Alas, this doesn’t bode well for Giske when Labor starts tanking in the polls at the same time the Me Too movement washes ashore in Norway – causing a gender and generational-based rupture within the party. Sexual assault allegations against the once shining star become front page news; Giske’s downfall is a fait accompli. Or is it? Which is where Bustnes and his camera come in – specifically to film as Giske, with the unfailing support of his biracial journo wife, drives himself around the country to meet with voters and stage his hoped-for political resurrection. He’s sorry towards those who feel he’s been too, uh, “hands on,” but not sorry – as Giske insists he’s merely a scapegoat for a thoroughly out of touch, Oslo elite-centric party’s much bigger problems. That said, the young, up-and-coming women (and quite a few men) in that liberal organization beg to differ.

And only adding to the drama is Bustnes himself, as the filmmaker is actually tagging along at the behest of the extremely optics-aware Giske. Which causes the veteran director to struggle with his own role in this high stakes game – the name of which he’s never entirely sure.

The Treasures of Crimea, Oeke Hoogendijk, Netherlands

And for those Netherlands-based attendees of IDFA an even closer to home drama played out back in 2014, when the University of Amsterdam’s archaeological museum, the Allard Pierson, found itself unwittingly caught in the middle of a geopolitical cultural dispute, the stakes of which could not have been higher. With The Treasures of Crimea Dutch IDFA vet Hoogendijk – who world-premiered The New Rijksmuseum at the fest also in 2014, and whose other 2021 doc Housewitz was selected for this year’s Envision Competition – follows one heck of a made-for-Hollywood saga.

It all started routinely enough. Just as the Allard Pierson was innocently wrapping up its grand exhibition of Crimean artworks loaned from their source, Russia up and decided to annex the region. Which meant that the Netherlands-based museum, having borrowed artworks from Ukraine, was now suddenly being asked to effectively return them to Russia. And also to Ukraine – as a Kiev museum was likewise insisting on rightful ownership.
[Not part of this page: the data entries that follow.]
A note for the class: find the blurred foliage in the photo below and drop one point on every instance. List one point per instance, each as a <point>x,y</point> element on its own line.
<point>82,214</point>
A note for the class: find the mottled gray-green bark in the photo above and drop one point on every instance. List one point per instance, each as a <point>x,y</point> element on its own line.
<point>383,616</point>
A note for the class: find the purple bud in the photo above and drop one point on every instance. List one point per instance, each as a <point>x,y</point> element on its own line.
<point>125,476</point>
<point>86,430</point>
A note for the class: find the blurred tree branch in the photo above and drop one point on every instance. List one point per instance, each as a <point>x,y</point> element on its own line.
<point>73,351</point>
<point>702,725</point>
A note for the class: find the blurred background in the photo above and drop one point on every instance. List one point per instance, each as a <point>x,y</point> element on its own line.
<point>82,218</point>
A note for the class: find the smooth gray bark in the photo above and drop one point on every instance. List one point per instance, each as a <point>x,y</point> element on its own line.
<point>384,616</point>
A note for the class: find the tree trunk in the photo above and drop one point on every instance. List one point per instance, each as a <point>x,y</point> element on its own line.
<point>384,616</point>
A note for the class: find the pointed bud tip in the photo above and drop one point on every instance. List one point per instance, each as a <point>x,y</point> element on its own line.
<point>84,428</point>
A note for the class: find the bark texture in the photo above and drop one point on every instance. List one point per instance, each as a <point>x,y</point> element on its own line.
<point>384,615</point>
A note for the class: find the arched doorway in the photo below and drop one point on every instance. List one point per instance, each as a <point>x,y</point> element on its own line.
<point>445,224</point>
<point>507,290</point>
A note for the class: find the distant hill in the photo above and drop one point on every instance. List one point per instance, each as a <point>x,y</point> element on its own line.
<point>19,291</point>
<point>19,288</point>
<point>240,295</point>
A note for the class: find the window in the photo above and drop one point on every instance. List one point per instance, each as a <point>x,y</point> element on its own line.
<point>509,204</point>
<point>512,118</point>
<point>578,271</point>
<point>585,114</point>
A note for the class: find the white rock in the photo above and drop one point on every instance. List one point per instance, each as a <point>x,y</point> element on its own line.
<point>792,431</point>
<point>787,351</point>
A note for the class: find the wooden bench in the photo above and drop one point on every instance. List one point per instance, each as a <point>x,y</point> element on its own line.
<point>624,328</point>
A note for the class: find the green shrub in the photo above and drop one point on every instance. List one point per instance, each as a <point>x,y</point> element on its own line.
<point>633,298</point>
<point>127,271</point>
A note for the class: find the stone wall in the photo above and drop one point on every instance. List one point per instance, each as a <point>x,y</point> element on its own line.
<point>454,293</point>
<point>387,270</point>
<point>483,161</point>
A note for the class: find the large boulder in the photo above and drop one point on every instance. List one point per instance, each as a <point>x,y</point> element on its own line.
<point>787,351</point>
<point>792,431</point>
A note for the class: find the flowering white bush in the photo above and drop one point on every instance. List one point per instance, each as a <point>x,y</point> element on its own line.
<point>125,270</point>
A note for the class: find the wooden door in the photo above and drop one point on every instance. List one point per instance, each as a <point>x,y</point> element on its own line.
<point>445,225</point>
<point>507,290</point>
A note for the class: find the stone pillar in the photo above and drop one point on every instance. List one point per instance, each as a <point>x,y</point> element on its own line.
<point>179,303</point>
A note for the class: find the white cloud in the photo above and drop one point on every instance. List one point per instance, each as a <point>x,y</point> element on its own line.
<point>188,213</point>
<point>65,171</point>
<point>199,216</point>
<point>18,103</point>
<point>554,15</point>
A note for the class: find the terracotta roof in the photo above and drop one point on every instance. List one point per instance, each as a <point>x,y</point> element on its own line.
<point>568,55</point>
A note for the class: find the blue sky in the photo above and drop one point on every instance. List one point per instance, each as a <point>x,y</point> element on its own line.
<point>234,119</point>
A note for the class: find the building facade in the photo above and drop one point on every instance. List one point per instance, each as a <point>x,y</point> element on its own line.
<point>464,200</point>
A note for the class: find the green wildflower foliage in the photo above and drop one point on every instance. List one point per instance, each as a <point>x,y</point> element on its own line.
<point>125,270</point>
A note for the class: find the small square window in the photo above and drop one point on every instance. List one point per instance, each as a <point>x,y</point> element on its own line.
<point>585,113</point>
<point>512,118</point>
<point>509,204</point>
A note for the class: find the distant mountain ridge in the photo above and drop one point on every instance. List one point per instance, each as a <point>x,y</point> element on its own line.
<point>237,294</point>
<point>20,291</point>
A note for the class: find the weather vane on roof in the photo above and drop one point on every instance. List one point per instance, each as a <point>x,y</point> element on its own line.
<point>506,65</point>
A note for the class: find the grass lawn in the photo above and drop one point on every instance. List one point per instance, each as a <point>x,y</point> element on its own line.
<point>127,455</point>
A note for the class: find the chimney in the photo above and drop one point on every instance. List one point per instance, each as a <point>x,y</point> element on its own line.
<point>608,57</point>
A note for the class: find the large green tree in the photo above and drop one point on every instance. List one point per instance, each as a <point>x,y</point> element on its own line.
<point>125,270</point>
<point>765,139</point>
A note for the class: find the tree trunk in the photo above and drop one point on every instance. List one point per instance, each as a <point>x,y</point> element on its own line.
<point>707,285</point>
Fortunately, Hoogendijk was able to nab intimate access to the showdown’s three key players – the conflicted male director of the Allard Pierson, and the two women forcing him to choose between them. There’s the scrappy Crimean archaeologist and museum director who’d convinced all her colleagues in the region to loan out items for the “Crimea – Gold and Treasures of the Black Sea” exhibit in the first place. But there’s also the more bureaucratic, by the book museum official in Kiev who stresses that it’s simply unconscionable for irreplaceable Ukrainian artworks to be sent home into Russian hands. And by injecting this human element into the bigger picture, which includes long and winding battles in dry Dutch courts, Hoogendijk is able to make her own laudable, though lamentable, case: The political is also personal, and all sides (including the public) bound to lose.